Heroes Of The Addiction Crisis: How Dr. Amy Baxter Is Helping To Battle One of Our Most Serious Epidemics
…Throw away the pills in your medicine cabinet. They’re not helping you. They’re not “the good stuff”. They won’t be useful to your family if they hurt themselves. Throw them away. They pose a far greater risk than the potential for benefit. Keeping oral opioids around “just in case” is not wise…
I had the pleasure of talking with Dr. Amy Baxter. Amy Baxter, MD FAAP FACEP, serves as a Clinical Associate Professor at Augusta University’s Department of Emergency Medicine and is an affiliate staff member at Children’s Healthcare of Atlanta. Specializing in pediatric emergency medicine, Dr. Baxter has secured federal funding for her groundbreaking neuromodulation pain relief research, aimed at reducing opioid use for low back pain and enhancing immunization adherence by addressing needle pain. At the end of the interview you can read more about her other scientific contributions, from timing child abuse to COVID prevention, but let’s get to it.
Yitzi: Dr. Amy, it’s a delight to meet you again. Before we dive in, our readers would love to hear your origin story. Could you take us back to the beginning and share a bit about your childhood experiences and how you grew up?
Dr. Baxter: It’s wonderful to be here, Yitzi. I was born and raised in Lexington, Kentucky, and from the age of four, I knew I wanted to be a doctor. I’d sit on the stoop in front of our house with mercurochrome [an old red antiseptic dispensed with a dropper] and a band-aid, waiting for somebody to get hurt, so I could be there to help them. If I wasn’t doing that, I was reading or building Legos. These actually align with my destiny in emergency medicine: we love fixing things, we’re interested in all kinds of medicine, and we often have to jury-rig solutions and think outside the box.
Throughout high school, I was consistently drawn to the field of medicine, aspiring to be the one who rushes toward a crisis instead of away from it. Simultaneously, I developed an interest in business and became involved in Junior Achievement. Money was tight in our family, and participating in Junior Achievement provided me with an extracurricular that allowed me to earn a little income. This is likely where the fusion of entrepreneurship and medicine took root.
None of my family members were in medicine — my dad quit college to write sports news, and he and my mom still have a life insurance business. He pushed me to get the best education I could, but I was also always cognizant of not wasting anything. Plus, he introduced me to science fiction via Robert A. Heinlein, which shaped my perspective on curiosity, research, and the obligation to give back to society. Voila, Yitzi, my origin story!
Yitzi: Amazing. OK, so you’re now doing some incredible work helping to combat opioid addiction. Can you share a story or incident that inspired you to get involved in this particular aspect of healthcare?
Dr. Baxter: Yeah. When people reflect on their lives, various stories bubble up at different times, sometimes only in retrospect. I realize now that my best friend in high school overdosing on heroin fueled my persistence here, but it took a long time to get there, and she wasn’t why I pivoted at the time.
I’ve always been drawn to areas of preventable suffering. Anything avoidable, like unnecessary pain or nausea, or anything simpler and more cost-effective, like a quick screening test or intervention, has always sparked my research interests.
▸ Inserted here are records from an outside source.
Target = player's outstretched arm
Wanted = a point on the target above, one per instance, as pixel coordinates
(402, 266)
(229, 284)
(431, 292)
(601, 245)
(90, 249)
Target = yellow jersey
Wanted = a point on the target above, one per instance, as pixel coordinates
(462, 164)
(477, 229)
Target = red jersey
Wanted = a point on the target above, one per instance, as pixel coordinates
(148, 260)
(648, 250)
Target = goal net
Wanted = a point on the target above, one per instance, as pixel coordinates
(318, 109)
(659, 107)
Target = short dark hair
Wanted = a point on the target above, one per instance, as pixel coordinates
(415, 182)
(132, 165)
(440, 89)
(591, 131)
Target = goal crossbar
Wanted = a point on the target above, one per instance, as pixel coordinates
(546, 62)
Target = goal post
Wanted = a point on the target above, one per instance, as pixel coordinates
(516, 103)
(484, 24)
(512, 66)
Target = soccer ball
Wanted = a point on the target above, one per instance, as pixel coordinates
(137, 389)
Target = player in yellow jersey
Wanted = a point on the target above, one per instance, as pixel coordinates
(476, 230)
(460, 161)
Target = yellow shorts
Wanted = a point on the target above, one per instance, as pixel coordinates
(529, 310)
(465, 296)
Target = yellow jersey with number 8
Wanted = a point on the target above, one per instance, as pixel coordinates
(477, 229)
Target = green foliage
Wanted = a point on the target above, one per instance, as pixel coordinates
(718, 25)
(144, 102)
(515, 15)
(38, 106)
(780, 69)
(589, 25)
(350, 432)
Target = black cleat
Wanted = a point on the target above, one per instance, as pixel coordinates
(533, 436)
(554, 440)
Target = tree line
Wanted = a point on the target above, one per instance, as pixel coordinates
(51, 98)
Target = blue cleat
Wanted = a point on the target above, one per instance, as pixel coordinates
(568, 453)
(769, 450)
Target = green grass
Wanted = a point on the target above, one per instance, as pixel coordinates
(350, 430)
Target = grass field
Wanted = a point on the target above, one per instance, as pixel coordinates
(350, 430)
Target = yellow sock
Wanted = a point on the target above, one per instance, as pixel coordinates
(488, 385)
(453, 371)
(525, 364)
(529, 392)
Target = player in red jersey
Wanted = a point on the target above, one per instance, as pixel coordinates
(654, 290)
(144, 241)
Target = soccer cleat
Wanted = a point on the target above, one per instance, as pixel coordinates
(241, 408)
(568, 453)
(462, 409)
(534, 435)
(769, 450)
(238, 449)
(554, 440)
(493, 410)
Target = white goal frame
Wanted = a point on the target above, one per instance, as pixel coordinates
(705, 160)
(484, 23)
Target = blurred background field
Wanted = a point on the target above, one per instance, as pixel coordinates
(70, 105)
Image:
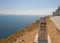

My first project was to develop a two question screen for PTSD, which didn’t work, and to create an algorithm timing liver injuries to identify child abuse, which did.
When I left Cincinnati Children’s for my emergency fellowship in Norfolk, Virginia, the local practice was to do spinal taps on infants without anesthesia. To try to change practice, I wanted to do a study proving that pain relief made the babies less wiggly, but the review board said “Oh, everyone uses anesthesia!” So my first published research revealed that doctors weren’t using pain medicine, and then I got to do the study showing that pain relief led to better outcomes.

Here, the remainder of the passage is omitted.